Contribution to new digital teaching project
The team behind IN THE SAME SEA recently received an invitation from the Caribbean Genealogy Library, St. Thomas (https://cgl.vi/), to contribute to their new project “Teaching Virgin Islands History using Original Sources.” We happily accepted.
The “Teaching Virgin Islands History using Original Sources” project will present sources that have historical or cultural significance to the U.S. Virgin Islands/Danish West Indies for use in classroom learning activities. The project has as its goal to provide enhanced access to sources for teachers and students related to U.S. Virgin Islands history. Most notably, this entails a focus on building the capacity of educators to work with digitized versions of sources, many of which are available online.

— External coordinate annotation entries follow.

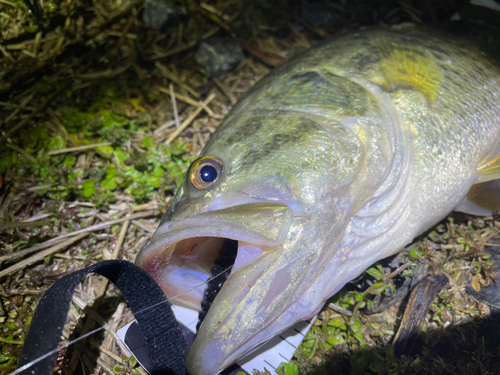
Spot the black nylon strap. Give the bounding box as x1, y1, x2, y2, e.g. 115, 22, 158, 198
18, 260, 187, 375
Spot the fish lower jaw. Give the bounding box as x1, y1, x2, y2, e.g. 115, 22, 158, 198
139, 237, 267, 313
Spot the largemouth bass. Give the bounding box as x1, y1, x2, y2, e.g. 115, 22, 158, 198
137, 27, 500, 375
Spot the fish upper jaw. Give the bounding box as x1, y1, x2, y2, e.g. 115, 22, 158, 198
136, 202, 293, 311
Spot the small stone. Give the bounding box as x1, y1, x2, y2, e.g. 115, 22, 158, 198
195, 38, 245, 78
142, 0, 182, 30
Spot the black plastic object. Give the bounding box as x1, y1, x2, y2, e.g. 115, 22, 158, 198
18, 260, 187, 375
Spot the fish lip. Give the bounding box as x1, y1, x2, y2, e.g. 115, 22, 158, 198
136, 202, 293, 311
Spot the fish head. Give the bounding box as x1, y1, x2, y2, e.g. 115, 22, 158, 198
136, 110, 362, 375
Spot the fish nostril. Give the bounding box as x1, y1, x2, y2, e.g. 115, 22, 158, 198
196, 239, 238, 332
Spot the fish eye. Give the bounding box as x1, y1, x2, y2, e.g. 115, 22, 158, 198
190, 156, 222, 190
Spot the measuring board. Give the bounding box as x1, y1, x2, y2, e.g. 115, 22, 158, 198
118, 305, 315, 375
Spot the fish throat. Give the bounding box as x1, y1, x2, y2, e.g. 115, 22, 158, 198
196, 239, 238, 332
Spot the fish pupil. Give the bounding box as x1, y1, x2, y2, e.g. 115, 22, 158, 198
200, 165, 217, 183
196, 240, 238, 332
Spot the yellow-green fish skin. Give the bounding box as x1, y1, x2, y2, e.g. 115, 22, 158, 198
137, 27, 500, 375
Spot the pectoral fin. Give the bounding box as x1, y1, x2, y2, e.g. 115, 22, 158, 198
476, 142, 500, 182
455, 180, 500, 216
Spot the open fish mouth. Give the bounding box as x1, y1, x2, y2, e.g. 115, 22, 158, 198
136, 203, 293, 328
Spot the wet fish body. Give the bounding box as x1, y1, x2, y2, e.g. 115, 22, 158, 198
137, 27, 500, 375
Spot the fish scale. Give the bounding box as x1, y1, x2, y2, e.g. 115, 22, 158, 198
137, 26, 500, 375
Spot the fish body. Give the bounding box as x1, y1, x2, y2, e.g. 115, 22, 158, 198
137, 27, 500, 375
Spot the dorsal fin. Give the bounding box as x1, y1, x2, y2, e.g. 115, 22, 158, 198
378, 38, 443, 103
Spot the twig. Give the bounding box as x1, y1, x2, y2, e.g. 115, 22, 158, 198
165, 93, 215, 145
168, 83, 181, 128
0, 220, 45, 232
0, 233, 89, 278
158, 87, 200, 107
7, 143, 35, 160
0, 210, 160, 262
47, 142, 111, 155
77, 61, 132, 79
68, 219, 133, 374
214, 78, 238, 105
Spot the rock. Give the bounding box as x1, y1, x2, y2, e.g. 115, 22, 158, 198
195, 38, 245, 78
142, 0, 182, 30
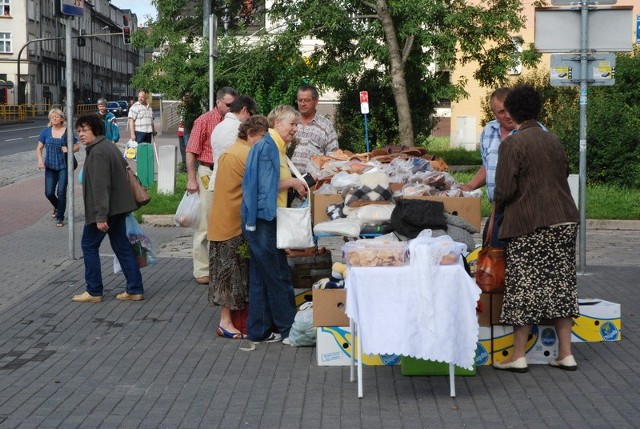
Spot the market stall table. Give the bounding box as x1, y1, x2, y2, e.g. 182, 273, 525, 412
346, 254, 481, 398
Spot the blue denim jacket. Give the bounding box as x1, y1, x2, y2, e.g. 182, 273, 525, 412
241, 133, 280, 231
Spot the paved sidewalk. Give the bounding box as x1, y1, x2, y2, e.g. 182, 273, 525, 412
0, 132, 640, 429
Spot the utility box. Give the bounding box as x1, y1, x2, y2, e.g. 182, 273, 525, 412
136, 143, 155, 188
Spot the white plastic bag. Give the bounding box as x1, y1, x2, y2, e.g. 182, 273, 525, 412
289, 302, 316, 347
124, 140, 138, 161
173, 192, 200, 228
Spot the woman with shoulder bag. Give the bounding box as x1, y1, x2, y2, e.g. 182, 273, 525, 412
493, 85, 579, 372
241, 105, 307, 342
36, 109, 80, 227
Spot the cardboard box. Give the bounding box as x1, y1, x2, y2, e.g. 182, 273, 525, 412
475, 294, 622, 365
571, 299, 622, 343
400, 356, 476, 376
478, 292, 503, 326
313, 289, 349, 326
403, 196, 482, 232
313, 326, 400, 366
475, 325, 558, 366
287, 250, 333, 289
311, 193, 344, 226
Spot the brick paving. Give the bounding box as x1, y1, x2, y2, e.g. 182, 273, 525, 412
0, 133, 640, 429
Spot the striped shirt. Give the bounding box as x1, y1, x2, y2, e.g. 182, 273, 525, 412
291, 112, 338, 174
128, 101, 153, 133
186, 107, 222, 164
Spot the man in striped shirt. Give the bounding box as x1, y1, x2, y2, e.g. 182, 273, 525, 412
291, 85, 338, 174
128, 91, 157, 143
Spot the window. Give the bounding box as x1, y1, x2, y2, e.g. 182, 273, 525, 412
0, 0, 11, 16
0, 33, 13, 53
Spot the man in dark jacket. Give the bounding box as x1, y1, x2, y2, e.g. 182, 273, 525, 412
71, 115, 144, 302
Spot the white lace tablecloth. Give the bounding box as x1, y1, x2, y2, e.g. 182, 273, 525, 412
346, 260, 481, 369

At IN THE SAME SEA, we decided to create a teaching package for students from 10th to 12th grade. Our overall aim was to provide primary source material that would allow students to engage with questions about racial slavery in the history of the United States Virgin Islands. Primary sources concerning the history of the United States Virgin Islands when they were under Danish rule are mostly in Danish. Therefore, we designed teaching assignments focused on paintings and maps, translated sources, and sources are written in English. The teaching package includes assignments dealing with slave legislation and punishment, racism, freedom and Christianity, legal practice and enslaved people’s gendered self-portraits, sugar production and estate work, runaway notices and maps.
For instance, we asked students to compare a watercolour by Frederik von Scholten of the estate Morningstar on St. Croix from 1833 and the land tax register from the same year, which informs us that 97 enslaved people lived on the estate. The contrast between these two types of sources, we hope, will allow students to gain an impression of how they – as practising historians – can read sources up against each other and thereby gain new insights into the ways slavery was reproduced and resisted in the Danish West Indies.